Gene-edited NIH-3T3 Fibroblast Cells | Credit: B. Fletcher & B. Wong | September 30th, 2019

Plan. Execute. Fail & Try Again.

To me, conducting scientific and engineering research is the perfect example of exploring into the unknown. For every experimental “success,” I’ve experienced countless failures and troubleshooted experiments for many, many hours.

However, the transferable skills I’ve developed and the valuable experiences that I’ve gained over the last four years in three different labs have made me appreciate the facts and figures I find in my biology textbooks.

Vanderbilt University

Department of Biomedical Engineering

Icahn School of Medicine at Mt. Sinai

Department of Pharmacology

University of Washington, Seattle

Department of Chemical Engineering


Department of Biomedical Engineering

PI: Craig Duvall, Ph.D. | Mentor: Brock Fletcher (NSF Fellow)

I. Gene-Editing Cell Lines with CRISPR-Cas9

 Successfully gene-edited NIH3T3 cells with the mT/mG plasmid [Credit: B. Fletcher & B. Wong]

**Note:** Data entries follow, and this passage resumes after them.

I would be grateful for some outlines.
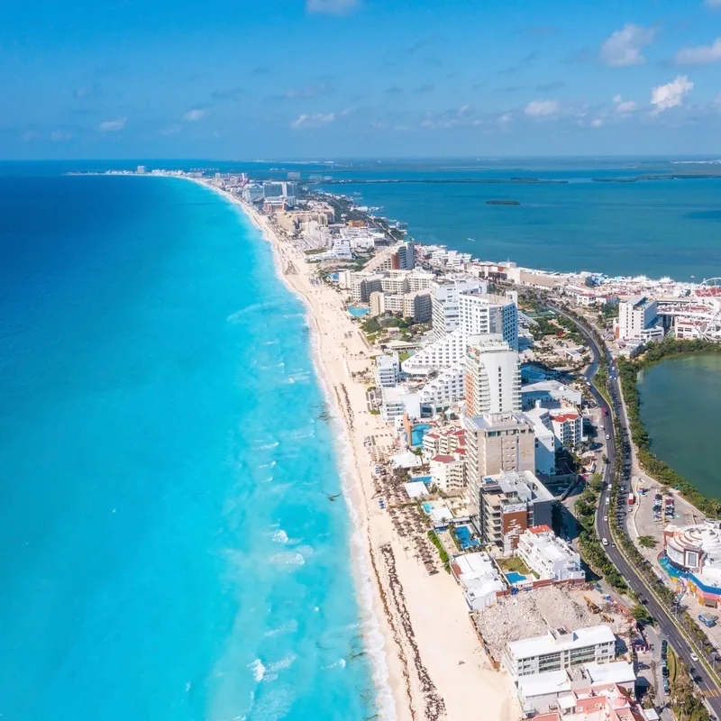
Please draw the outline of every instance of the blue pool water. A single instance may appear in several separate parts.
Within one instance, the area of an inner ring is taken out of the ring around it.
[[[258,232],[187,181],[0,173],[0,288],[3,717],[374,716],[337,432]]]
[[[683,573],[682,571],[680,571],[678,569],[676,569],[673,566],[671,566],[671,561],[668,559],[668,556],[665,555],[665,552],[664,552],[664,555],[662,555],[659,559],[659,564],[663,569],[663,570],[665,570],[666,573],[669,574],[669,576],[671,579],[688,579],[689,578],[689,574],[688,573]]]
[[[431,426],[426,423],[414,425],[411,429],[411,445],[419,446],[423,443],[423,437]]]
[[[461,547],[464,551],[469,548],[478,548],[480,545],[480,542],[478,538],[471,537],[470,529],[467,525],[457,525],[456,536],[458,536],[458,540],[461,542]]]

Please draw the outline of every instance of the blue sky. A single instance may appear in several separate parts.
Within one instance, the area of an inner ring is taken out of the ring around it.
[[[719,154],[721,0],[26,0],[0,158]]]

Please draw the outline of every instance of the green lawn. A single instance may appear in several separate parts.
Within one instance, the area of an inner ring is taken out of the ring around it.
[[[499,558],[497,559],[498,565],[507,572],[507,573],[513,573],[516,571],[516,573],[520,573],[522,576],[530,576],[531,571],[528,570],[525,563],[521,561],[520,558],[516,556],[515,558]]]

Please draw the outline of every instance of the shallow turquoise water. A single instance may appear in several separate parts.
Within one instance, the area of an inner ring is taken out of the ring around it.
[[[552,169],[552,166],[551,166]],[[678,167],[664,171],[678,171]],[[637,170],[618,172],[637,175]],[[331,192],[408,224],[418,242],[444,243],[484,260],[511,260],[552,270],[609,275],[671,276],[698,280],[721,276],[721,178],[594,183],[591,165],[565,169],[457,173],[568,180],[562,185],[353,184]],[[397,177],[421,177],[398,173]],[[450,172],[426,174],[452,177]],[[517,206],[487,200],[520,201]]]
[[[180,180],[0,178],[0,715],[372,716],[336,432],[257,232]]]
[[[652,366],[639,378],[639,393],[653,452],[701,492],[721,498],[721,356]]]

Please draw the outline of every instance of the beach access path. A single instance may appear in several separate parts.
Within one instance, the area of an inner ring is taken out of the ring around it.
[[[370,435],[388,435],[388,428],[368,411],[365,384],[353,379],[354,373],[373,372],[358,325],[338,292],[318,281],[317,266],[308,263],[292,241],[281,239],[267,216],[218,192],[240,205],[262,232],[273,249],[278,276],[307,309],[319,379],[343,428],[338,450],[347,475],[344,490],[357,516],[365,556],[358,561],[355,577],[359,588],[370,582],[372,589],[388,668],[388,678],[378,680],[392,691],[396,717],[516,721],[520,707],[510,678],[491,667],[461,589],[451,574],[428,575],[406,553],[388,511],[374,497],[375,463],[363,442]],[[382,689],[379,692],[383,695]]]

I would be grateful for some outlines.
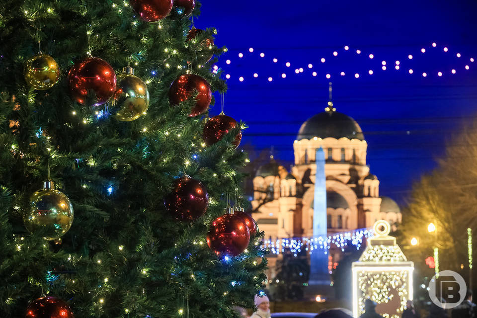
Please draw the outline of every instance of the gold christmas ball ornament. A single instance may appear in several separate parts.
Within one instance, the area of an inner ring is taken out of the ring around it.
[[[53,86],[60,77],[60,68],[55,59],[41,52],[25,63],[25,80],[35,89],[45,90]]]
[[[68,197],[57,190],[52,181],[30,197],[30,207],[23,216],[25,227],[54,240],[66,233],[73,223],[73,207]]]
[[[118,76],[113,105],[117,108],[114,118],[132,121],[146,114],[149,106],[149,91],[144,81],[134,75],[132,68],[124,68]]]

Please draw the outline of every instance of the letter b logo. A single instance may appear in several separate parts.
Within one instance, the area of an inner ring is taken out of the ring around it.
[[[448,309],[460,304],[466,296],[467,287],[462,276],[450,270],[439,273],[429,284],[429,296],[436,305]]]

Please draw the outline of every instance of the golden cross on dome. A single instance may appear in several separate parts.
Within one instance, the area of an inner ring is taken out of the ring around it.
[[[329,84],[329,88],[328,89],[329,92],[329,101],[328,102],[328,106],[324,109],[324,111],[331,115],[336,111],[336,109],[333,107],[333,83],[329,82],[328,84]]]

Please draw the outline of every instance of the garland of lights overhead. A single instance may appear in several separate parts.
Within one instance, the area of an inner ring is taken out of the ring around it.
[[[425,47],[423,47],[421,48],[421,49],[419,51],[420,53],[418,53],[417,54],[425,54],[426,52],[428,52],[429,50],[432,48],[436,49],[438,48],[437,44],[435,42],[433,42],[431,45],[430,47],[431,47],[430,48],[429,48],[429,47],[427,48],[427,49]],[[442,47],[442,50],[444,52],[449,53],[450,54],[451,54],[450,51],[448,47],[442,46],[441,47]],[[345,51],[348,51],[350,50],[350,48],[349,46],[348,46],[348,45],[345,45],[343,47],[343,49]],[[254,52],[254,51],[255,50],[253,48],[250,48],[248,49],[248,52],[250,54],[252,54]],[[365,53],[364,52],[362,52],[362,51],[359,49],[357,49],[355,52],[356,52],[356,54],[358,55],[361,55],[362,53],[363,56],[365,56],[367,55],[367,57],[369,58],[370,60],[377,59],[377,57],[376,56],[375,54],[373,53]],[[470,62],[470,63],[474,63],[475,61],[475,59],[473,57],[465,58],[463,57],[463,55],[459,52],[454,52],[454,53],[455,54],[455,56],[458,59],[462,59],[463,60],[467,60],[467,59],[468,59],[469,61]],[[332,57],[329,58],[330,59],[336,58],[338,55],[338,52],[337,51],[334,51],[330,54],[330,55],[332,56]],[[265,58],[265,56],[266,56],[265,54],[263,52],[261,52],[259,54],[260,57],[262,58]],[[404,58],[403,60],[408,60],[408,61],[412,60],[414,58],[415,56],[415,53],[414,53],[414,55],[413,55],[413,54],[409,53],[408,54],[407,54],[407,56]],[[239,59],[244,59],[246,57],[246,55],[244,53],[242,52],[240,52],[238,53],[238,57]],[[277,59],[276,58],[273,58],[272,59],[272,61],[274,64],[277,64],[278,63],[278,62],[279,62],[278,59]],[[320,62],[322,64],[325,64],[326,63],[326,61],[327,61],[326,58],[324,57],[322,57],[321,58],[321,59],[320,59]],[[235,62],[235,61],[234,61],[233,62]],[[226,63],[228,65],[230,65],[233,64],[233,60],[229,59],[226,61]],[[303,62],[301,62],[300,64],[301,63],[303,63]],[[306,64],[306,63],[305,63],[305,64]],[[280,64],[278,64],[278,65],[279,65]],[[289,68],[291,67],[292,63],[290,63],[289,61],[287,61],[285,63],[285,65],[286,67]],[[307,67],[310,71],[309,73],[305,72],[305,70],[306,69]],[[383,60],[381,61],[380,65],[378,67],[378,69],[380,69],[381,70],[383,71],[386,71],[386,70],[393,69],[396,71],[399,71],[401,69],[404,69],[404,68],[403,66],[401,64],[401,61],[399,61],[398,60],[394,61],[394,63],[393,64],[392,64],[392,62],[390,62],[390,61],[387,61],[386,59]],[[470,69],[470,66],[469,66],[469,64],[465,64],[465,65],[461,66],[459,67],[456,67],[455,68],[452,68],[448,70],[448,73],[452,75],[455,75],[457,73],[458,70],[459,68],[463,69],[466,71],[469,71]],[[413,75],[413,74],[418,74],[417,72],[412,68],[406,68],[406,69],[407,70],[406,74],[408,74],[408,75]],[[217,65],[214,65],[213,67],[213,72],[214,73],[217,73],[218,72],[219,72],[219,67]],[[376,70],[375,69],[373,70],[370,69],[368,71],[367,73],[365,73],[364,74],[360,74],[359,73],[353,73],[353,72],[351,72],[351,74],[352,76],[352,77],[354,77],[355,79],[359,79],[360,78],[360,77],[362,77],[363,75],[372,76],[376,73]],[[294,71],[294,73],[295,73],[296,74],[311,74],[312,76],[314,77],[318,76],[318,72],[314,70],[314,65],[311,63],[309,63],[308,65],[307,65],[307,66],[305,67],[305,68],[299,67],[299,68],[296,68]],[[348,74],[349,73],[349,72],[345,72],[343,71],[334,72],[328,72],[327,73],[323,73],[323,74],[320,76],[324,76],[327,79],[330,79],[333,77],[346,76],[347,74]],[[427,72],[422,72],[420,73],[420,76],[423,78],[426,78],[426,77],[427,77],[428,76],[431,76],[431,75],[435,75],[439,77],[441,77],[445,74],[446,71],[445,71],[444,70],[439,70],[438,71],[434,71],[434,72],[427,71]],[[281,74],[281,78],[282,79],[286,79],[287,78],[287,73],[284,72]],[[231,75],[230,74],[226,73],[225,77],[227,79],[230,80],[232,79],[233,77],[232,75]],[[253,75],[251,75],[251,76],[249,77],[249,78],[251,78],[252,77],[253,77],[253,78],[254,78],[254,79],[257,79],[259,78],[258,73],[254,73]],[[267,78],[269,82],[271,82],[274,80],[274,78],[271,76],[265,76],[265,77]],[[246,78],[247,78],[247,77],[244,75],[240,75],[240,76],[235,76],[234,78],[238,79],[238,81],[240,82],[243,82],[245,80]]]

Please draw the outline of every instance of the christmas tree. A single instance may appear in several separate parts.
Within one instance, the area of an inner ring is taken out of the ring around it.
[[[227,89],[212,68],[227,50],[191,29],[200,3],[174,2],[0,2],[2,318],[253,306],[260,234],[224,215],[243,125],[202,120]]]

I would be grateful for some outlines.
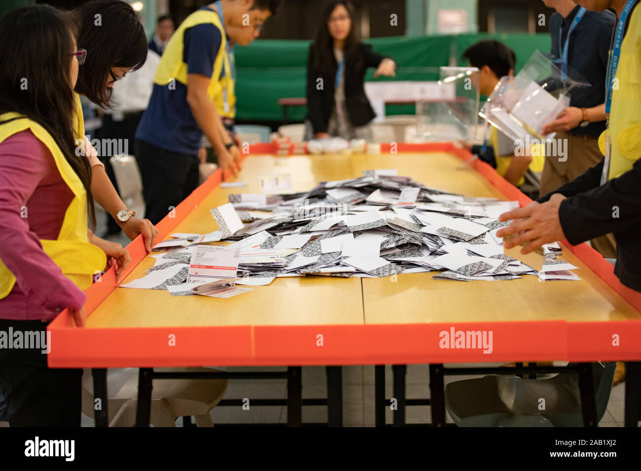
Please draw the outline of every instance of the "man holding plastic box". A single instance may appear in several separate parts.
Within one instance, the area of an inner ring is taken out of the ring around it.
[[[554,138],[565,142],[565,155],[549,155],[541,175],[542,196],[572,181],[603,155],[599,136],[605,130],[603,90],[610,44],[617,17],[612,12],[591,12],[572,0],[543,0],[556,11],[549,20],[551,54],[561,63],[562,73],[578,72],[590,83],[570,93],[570,106],[546,125],[544,134],[556,133]],[[617,246],[612,234],[590,241],[604,257],[615,258]]]
[[[575,0],[603,11],[612,8],[619,20],[606,79],[608,129],[599,139],[605,158],[583,175],[525,208],[501,215],[513,219],[498,231],[512,248],[524,243],[523,254],[544,244],[567,239],[576,245],[614,233],[615,274],[641,292],[641,0]]]

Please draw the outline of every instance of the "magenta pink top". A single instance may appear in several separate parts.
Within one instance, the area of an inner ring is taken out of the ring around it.
[[[15,276],[0,318],[49,320],[80,309],[86,295],[42,250],[58,238],[74,194],[53,156],[30,130],[0,143],[0,260]]]

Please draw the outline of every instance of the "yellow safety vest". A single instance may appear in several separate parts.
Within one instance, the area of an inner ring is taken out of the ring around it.
[[[492,135],[490,136],[490,145],[494,150],[494,160],[496,161],[496,172],[501,176],[505,175],[505,172],[510,168],[510,164],[512,161],[513,154],[501,155],[499,153],[499,136],[495,128],[492,129]],[[532,161],[529,163],[528,168],[533,172],[543,171],[543,165],[545,160],[544,147],[542,148],[540,145],[533,145],[530,147],[530,156],[532,157]],[[525,183],[525,177],[521,177],[517,183],[517,186],[520,186]]]
[[[621,42],[615,77],[610,128],[599,139],[604,154],[605,133],[611,136],[608,180],[631,170],[641,158],[641,8],[638,6],[632,12]]]
[[[30,129],[33,135],[51,151],[63,181],[74,195],[62,221],[56,240],[41,240],[42,249],[62,270],[63,274],[81,290],[91,286],[92,276],[106,265],[102,250],[89,244],[87,231],[87,192],[80,179],[65,158],[55,140],[38,123],[18,114],[5,113],[0,122],[18,118],[0,125],[0,143],[21,131]],[[15,284],[15,277],[0,260],[0,299],[6,297]]]
[[[217,104],[217,111],[224,116],[228,112],[225,112],[224,100],[226,99],[229,110],[233,110],[233,104],[236,103],[234,95],[234,81],[229,77],[229,72],[225,74],[222,79],[221,74],[223,65],[225,70],[231,70],[229,58],[227,53],[227,36],[225,29],[221,22],[218,13],[207,10],[198,10],[188,16],[176,32],[172,35],[167,43],[165,52],[160,58],[160,63],[156,70],[154,76],[154,83],[159,85],[168,85],[172,80],[176,80],[184,85],[187,85],[187,64],[183,61],[183,53],[185,49],[185,31],[198,24],[213,24],[221,31],[221,47],[216,54],[216,59],[213,63],[213,71],[212,73],[212,81],[207,89],[207,94],[210,99]],[[224,92],[224,94],[223,93]],[[218,106],[220,102],[221,106]],[[233,116],[230,117],[233,117]]]

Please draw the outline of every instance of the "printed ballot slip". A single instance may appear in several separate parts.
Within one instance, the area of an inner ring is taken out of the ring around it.
[[[194,249],[187,281],[198,279],[235,278],[240,251],[237,247],[202,245]]]
[[[260,191],[263,192],[284,193],[292,190],[292,174],[263,175],[258,178]]]

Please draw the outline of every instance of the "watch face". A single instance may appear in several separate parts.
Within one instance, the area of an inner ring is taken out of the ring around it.
[[[121,210],[118,211],[116,217],[118,218],[118,220],[124,222],[129,218],[129,211],[127,210]]]

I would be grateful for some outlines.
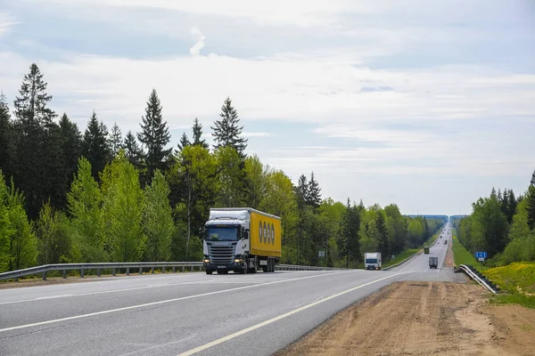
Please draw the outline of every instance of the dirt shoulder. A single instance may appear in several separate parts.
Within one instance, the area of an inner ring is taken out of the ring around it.
[[[394,283],[276,355],[533,354],[535,310],[488,300],[472,284]]]

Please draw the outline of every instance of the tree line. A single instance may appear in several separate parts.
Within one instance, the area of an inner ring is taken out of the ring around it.
[[[535,261],[535,171],[523,194],[492,188],[472,204],[470,215],[453,222],[465,247],[487,251],[491,266]]]
[[[394,204],[365,207],[322,198],[312,172],[293,184],[247,155],[230,98],[210,148],[197,118],[175,149],[156,90],[140,132],[109,131],[96,112],[82,134],[34,63],[12,116],[0,95],[0,271],[36,264],[185,261],[202,257],[210,207],[250,206],[282,217],[283,262],[358,267],[366,251],[385,259],[420,246],[445,218],[407,217]],[[319,252],[325,251],[325,257]]]

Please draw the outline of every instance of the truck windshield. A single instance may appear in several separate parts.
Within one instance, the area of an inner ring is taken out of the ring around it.
[[[238,228],[210,227],[207,229],[206,239],[209,241],[235,241],[238,239]]]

 Poster presented at the Fall 2019 Vanderbilt Undergraduate Research Symposium.


II. Porous Silicon Nanoparticles: DNA Delivery (CURRENT PROJECT)


Nance Lab | Department of Chemical Engineering

PI: Elizabeth Nance, Ph.D. | Mentor: Chad Curtis, Ph.D.

Research Publication 

Under the mentorship of Dr. Nance and Dr. Curtis, I spearheaded the laboratory’s initial investigations into nanoparticle behavior in a simulated brain microenvironment to demonstrate that polymeric functionalization is required to achieve colloidal stability for future therapeutic applications.

Our work resulted in a publication in Colloids & Surfaces B: Biointerfaces, which can be viewed by clicking on the article to the left.

Research Poster from Labwork Completed in Summer 2016

Contributers: E. Nance & C. Curtis


Lazarus Lab | Department of Pharmacological Sciences

PI: Michael Lazarus, Ph.D. | Mentors: Susmita Khamrui, Ph.D. & Cody Secor

With Professor Lazarus, Dr. Khamrui, and Mr. Secor, I developed structural biology techniques (i.e. cell culture, bacterial transformation, protein purification, etc.) in their efforts to characterize the structure of the unc-51 like kinase 4 (ULK4), a protein linked to schizophrenia. 

Alongside my labwork, I conducted an independent literature review on cellular autophagy, which involves a kinase that is in the same family as ULK4. This reviewed over 50 journal articles to understand the cellular importance of the autophagy pathway and the applications of inhibiting autophagy for cancer therapeutics.

Recently, the Lazarus Lab published an article titled High-Resolution Structure and Inhibition of the Schizophrenia-Linked Pseudokinase ULK4 in The Journal of the American Chemical Society (2020).